Nos configuramos con el Señor o nuestro espíritu es mundano, A veces, vivimos como si Dios no existiera, no nos diferenciamos en nada o casi de nada de los que no conocen a Dios, tenemos un actuar pagano, nuestras aspiraciones, preocupaciones, anhelos son los del mundo.
Estamos muy mundanizados, estamos llamados a dejarnos transformar y convertir por el Señor. “O estamos en el camino del amor, o estamos en el camino de la hipocresía.
O te dejas amar por la misericordia de Dios, o haces lo que quieres, según tu corazón, que se va endureciendo, cada vez más, por ese camino. ‘El que no está conmigo, está contra mí’: no hay un tercer camino de compromiso. O eres santo, o te vas por el otro camino. ‘
El drama que hoy contemplamos es uno de los peores: la increencia. En el fondo, el gran problema de los fariseos es que no quieren creer en el Dios de Jesús. Si Jesús hubiera curado a enfermos y posesos sin reivindicar por su parte su relación con Dios, la habrían aplaudido, pues un curandero siempre viene bien. Si hubiera hecho un milagro más para "darle una señal del cielo", le habrían llevado a hombros.
Pero Cristo nunca quiso entrar en ese juego, solo quiso ser Hijo del Padre, y exigió para él una fe sin más pruebas que la confianza.

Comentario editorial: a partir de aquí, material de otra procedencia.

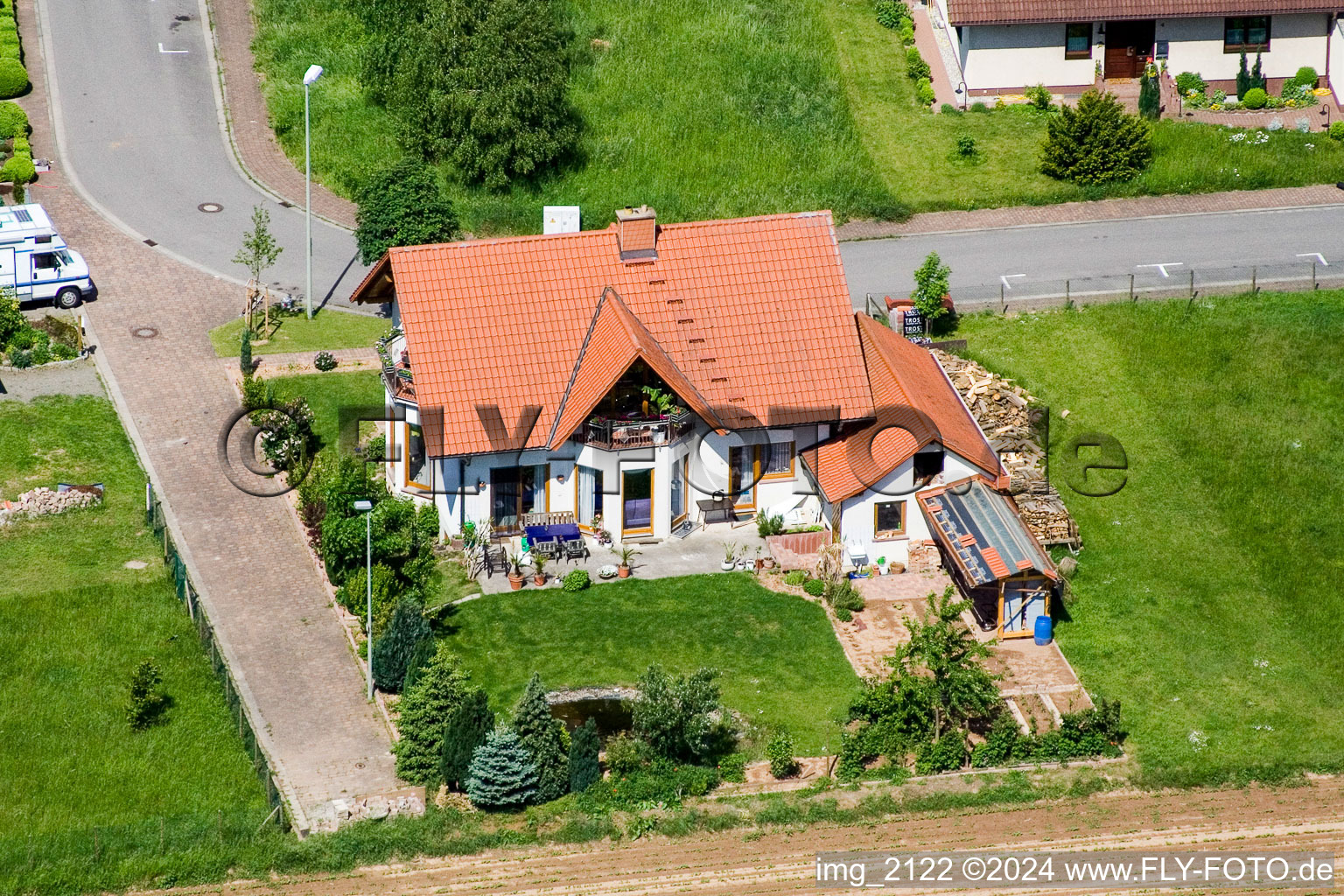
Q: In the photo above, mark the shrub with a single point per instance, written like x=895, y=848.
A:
x=626, y=754
x=14, y=121
x=680, y=717
x=734, y=767
x=14, y=78
x=780, y=752
x=945, y=754
x=19, y=170
x=394, y=648
x=1306, y=77
x=1150, y=98
x=1256, y=98
x=915, y=66
x=892, y=14
x=425, y=704
x=501, y=774
x=1096, y=143
x=584, y=751
x=466, y=730
x=543, y=738
x=1188, y=80
x=147, y=700
x=1040, y=97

Pidió a la fidelidad dar el paso definitivo. Un paso sin desviación posible, pues "¡quien no está conmigo, está contra mí!". La fe interesada, caprichosa, obstinada, rutinaria de los fariseos le impiden ver la novedad de Dios ¡es tan fácil acomodarse a este tipo de fe! Al final caemos en la tentación de ser "ateos creyentes", practicamos, decimos que creemos, pero en el fondo, no confiamos realmente en Dios. La fe es solo eso: pura confianza. ¿Quién cree así?